Effects of previous infection, vaccination, and hybrid immunity against symptomatic Alpha, Beta, and Delta SARS-CoV-2 infections: an observational study
- PMID: 37515986
- PMCID: PMC10404859
- DOI: 10.1016/j.ebiom.2023.104734
Effects of previous infection, vaccination, and hybrid immunity against symptomatic Alpha, Beta, and Delta SARS-CoV-2 infections: an observational study
Abstract
Background: Protection against SARS-CoV-2 symptomatic infection and severe COVID-19 of previous infection, mRNA two-dose vaccination, mRNA three-dose vaccination, and hybrid immunity of previous infection and vaccination were investigated in Qatar for the Alpha, Beta, and Delta variants.
Methods: Six national, matched, test-negative, case-control studies were conducted between January 18 and December 18, 2021 on a sample of 239,120 PCR-positive tests and 6,103,365 PCR-negative tests.
Findings: Effectiveness of previous infection against Alpha, Beta, and Delta reinfection was 89.5% (95% CI: 85.5-92.3%), 87.9% (95% CI: 85.4-89.9%), and 90.0% (95% CI: 86.7-92.5%), respectively. Effectiveness of two-dose BNT162b2 vaccination against Alpha, Beta, and Delta infection was 90.5% (95% CI, 83.9-94.4%), 80.5% (95% CI: 79.0-82.0%), and 58.1% (95% CI: 54.6-61.3%), respectively. Effectiveness of three-dose BNT162b2 vaccination against Delta infection was 91.7% (95% CI: 87.1-94.7%). Effectiveness of hybrid immunity of previous infection and two-dose BNT162b2 vaccination was 97.4% (95% CI: 95.4-98.5%) against Beta infection and 94.5% (95% CI: 92.8-95.8%) against Delta infection. Effectiveness of previous infection and three-dose BNT162b2 vaccination was 98.1% (95% CI: 85.7-99.7%) against Delta infection. All five forms of immunity had >90% protection against severe, critical, or fatal COVID-19 regardless of variant. Similar effectiveness estimates were observed for mRNA-1273. A mathematical model accurately predicted hybrid immunity protection by assuming that the individual effects of previous infection and vaccination acted independently.
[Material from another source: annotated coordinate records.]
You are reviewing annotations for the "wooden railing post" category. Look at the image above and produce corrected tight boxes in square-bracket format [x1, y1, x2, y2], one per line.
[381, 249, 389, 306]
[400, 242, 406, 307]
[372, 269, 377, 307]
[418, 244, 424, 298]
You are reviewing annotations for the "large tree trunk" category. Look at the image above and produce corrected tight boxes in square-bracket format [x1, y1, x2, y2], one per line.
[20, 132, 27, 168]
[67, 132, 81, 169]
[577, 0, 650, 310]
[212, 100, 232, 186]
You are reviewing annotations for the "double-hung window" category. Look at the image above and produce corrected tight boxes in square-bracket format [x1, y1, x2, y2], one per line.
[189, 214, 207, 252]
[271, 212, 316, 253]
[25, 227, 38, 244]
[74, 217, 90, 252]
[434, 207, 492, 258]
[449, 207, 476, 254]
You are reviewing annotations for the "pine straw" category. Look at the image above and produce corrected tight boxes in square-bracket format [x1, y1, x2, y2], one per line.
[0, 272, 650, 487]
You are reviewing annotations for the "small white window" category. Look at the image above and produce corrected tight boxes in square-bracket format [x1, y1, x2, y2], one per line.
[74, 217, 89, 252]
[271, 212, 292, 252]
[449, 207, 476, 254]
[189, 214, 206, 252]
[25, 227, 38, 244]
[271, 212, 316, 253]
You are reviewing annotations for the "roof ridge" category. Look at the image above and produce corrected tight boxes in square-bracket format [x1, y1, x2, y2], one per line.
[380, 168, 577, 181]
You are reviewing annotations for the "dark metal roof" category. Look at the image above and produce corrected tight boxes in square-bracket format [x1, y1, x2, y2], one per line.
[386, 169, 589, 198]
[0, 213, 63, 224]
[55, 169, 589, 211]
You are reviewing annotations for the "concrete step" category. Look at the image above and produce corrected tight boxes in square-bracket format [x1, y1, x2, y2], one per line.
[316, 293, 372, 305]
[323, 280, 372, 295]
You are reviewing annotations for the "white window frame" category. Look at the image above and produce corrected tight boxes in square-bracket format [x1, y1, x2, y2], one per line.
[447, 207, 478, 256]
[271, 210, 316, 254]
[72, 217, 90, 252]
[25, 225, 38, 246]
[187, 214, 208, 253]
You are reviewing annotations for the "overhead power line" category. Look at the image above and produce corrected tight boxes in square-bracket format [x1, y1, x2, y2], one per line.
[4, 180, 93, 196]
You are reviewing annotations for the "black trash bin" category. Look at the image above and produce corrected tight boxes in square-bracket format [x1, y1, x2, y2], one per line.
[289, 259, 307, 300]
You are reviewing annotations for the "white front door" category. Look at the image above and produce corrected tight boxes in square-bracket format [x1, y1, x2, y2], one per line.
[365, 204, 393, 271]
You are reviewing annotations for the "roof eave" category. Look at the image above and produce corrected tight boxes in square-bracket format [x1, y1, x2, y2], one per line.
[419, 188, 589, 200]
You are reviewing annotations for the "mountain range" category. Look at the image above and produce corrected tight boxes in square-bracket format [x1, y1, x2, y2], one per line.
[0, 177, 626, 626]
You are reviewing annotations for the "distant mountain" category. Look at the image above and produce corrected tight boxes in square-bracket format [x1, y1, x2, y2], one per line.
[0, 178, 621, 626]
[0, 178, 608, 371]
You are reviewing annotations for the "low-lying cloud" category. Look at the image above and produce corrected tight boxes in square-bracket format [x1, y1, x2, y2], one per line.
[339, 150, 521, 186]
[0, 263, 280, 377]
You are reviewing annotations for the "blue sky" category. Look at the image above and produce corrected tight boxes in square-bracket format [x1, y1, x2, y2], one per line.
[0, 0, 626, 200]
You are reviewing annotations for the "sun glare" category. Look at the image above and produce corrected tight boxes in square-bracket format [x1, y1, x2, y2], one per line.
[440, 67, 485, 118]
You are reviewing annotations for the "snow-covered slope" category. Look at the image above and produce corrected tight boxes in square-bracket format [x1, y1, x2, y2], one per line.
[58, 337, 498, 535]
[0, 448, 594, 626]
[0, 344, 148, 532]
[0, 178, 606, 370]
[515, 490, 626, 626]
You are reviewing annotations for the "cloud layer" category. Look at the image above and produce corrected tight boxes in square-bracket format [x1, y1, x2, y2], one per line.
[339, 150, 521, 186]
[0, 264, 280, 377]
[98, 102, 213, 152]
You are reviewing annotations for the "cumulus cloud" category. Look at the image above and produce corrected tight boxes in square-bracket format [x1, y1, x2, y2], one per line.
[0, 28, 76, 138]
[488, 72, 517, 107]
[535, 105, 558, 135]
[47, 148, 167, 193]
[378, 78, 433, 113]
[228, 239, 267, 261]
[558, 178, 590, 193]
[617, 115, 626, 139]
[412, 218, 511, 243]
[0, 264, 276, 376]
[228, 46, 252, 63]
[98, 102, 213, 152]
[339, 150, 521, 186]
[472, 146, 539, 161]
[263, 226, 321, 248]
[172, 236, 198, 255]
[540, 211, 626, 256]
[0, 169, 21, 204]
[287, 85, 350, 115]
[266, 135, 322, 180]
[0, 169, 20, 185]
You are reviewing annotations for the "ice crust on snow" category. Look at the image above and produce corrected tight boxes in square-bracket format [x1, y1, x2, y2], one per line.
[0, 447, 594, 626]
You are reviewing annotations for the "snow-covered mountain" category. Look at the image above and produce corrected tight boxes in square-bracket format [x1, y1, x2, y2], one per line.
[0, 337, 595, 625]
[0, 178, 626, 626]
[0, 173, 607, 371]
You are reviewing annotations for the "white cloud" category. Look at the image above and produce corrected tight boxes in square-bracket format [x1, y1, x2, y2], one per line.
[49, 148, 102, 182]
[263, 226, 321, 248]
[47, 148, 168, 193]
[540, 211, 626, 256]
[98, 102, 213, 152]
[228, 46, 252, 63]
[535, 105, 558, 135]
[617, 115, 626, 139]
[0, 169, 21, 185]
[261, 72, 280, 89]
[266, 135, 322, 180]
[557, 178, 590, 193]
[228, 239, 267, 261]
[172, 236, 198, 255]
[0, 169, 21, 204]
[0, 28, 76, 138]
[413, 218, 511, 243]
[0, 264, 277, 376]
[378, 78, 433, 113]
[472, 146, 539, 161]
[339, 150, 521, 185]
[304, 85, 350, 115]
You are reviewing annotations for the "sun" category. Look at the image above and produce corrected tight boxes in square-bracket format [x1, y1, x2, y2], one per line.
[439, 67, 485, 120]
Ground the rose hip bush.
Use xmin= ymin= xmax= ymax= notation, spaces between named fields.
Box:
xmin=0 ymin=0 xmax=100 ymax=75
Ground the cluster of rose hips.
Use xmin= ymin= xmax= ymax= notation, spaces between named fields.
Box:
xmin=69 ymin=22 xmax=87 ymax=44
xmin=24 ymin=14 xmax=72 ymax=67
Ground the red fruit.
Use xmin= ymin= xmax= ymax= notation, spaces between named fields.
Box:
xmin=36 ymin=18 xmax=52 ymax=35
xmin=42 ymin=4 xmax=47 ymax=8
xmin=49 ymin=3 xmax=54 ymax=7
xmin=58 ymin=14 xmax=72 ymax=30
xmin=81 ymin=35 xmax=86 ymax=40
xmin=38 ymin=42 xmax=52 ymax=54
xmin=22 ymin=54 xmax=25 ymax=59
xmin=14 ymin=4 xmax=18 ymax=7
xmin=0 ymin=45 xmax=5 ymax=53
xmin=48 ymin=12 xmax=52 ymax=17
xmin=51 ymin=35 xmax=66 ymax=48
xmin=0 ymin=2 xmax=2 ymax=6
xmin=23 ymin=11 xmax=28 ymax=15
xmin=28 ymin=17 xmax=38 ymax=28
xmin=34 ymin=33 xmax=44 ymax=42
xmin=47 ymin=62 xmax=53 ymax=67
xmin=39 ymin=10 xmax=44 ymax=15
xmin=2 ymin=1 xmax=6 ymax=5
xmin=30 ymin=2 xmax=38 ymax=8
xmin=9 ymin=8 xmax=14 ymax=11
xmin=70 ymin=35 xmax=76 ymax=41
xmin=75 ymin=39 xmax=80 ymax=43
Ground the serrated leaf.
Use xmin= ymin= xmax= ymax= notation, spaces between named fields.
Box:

Interpretation: Hybrid immunity, offering the strongest protection, was mathematically predicted by assuming that the immunities obtained from previous infection and vaccination act independently, without synergy or redundancy.
Funding: The Biomedical Research Program and the Biostatistics, Epidemiology, and the Biomathematics Research Core, both at Weill Cornell Medicine-Qatar, Ministry of Public Health, Hamad Medical Corporation, Sidra Medicine, Qatar Genome Programme, Qatar University Biomedical Research Center, and Qatar University Internal Grant ID QUCG-CAS-23/24-114.
Keywords: Booster; COVID-19; Case-control; Reinfection; Test-negative; Variant.
Copyright © 2023 The Author(s). Published by Elsevier B.V. All rights reserved.
Conflict of interest statement
Declaration of interests Dr. Butt has received institutional grant funding from Gilead Sciences unrelated to the work presented in this paper. Otherwise, we declare no competing interests.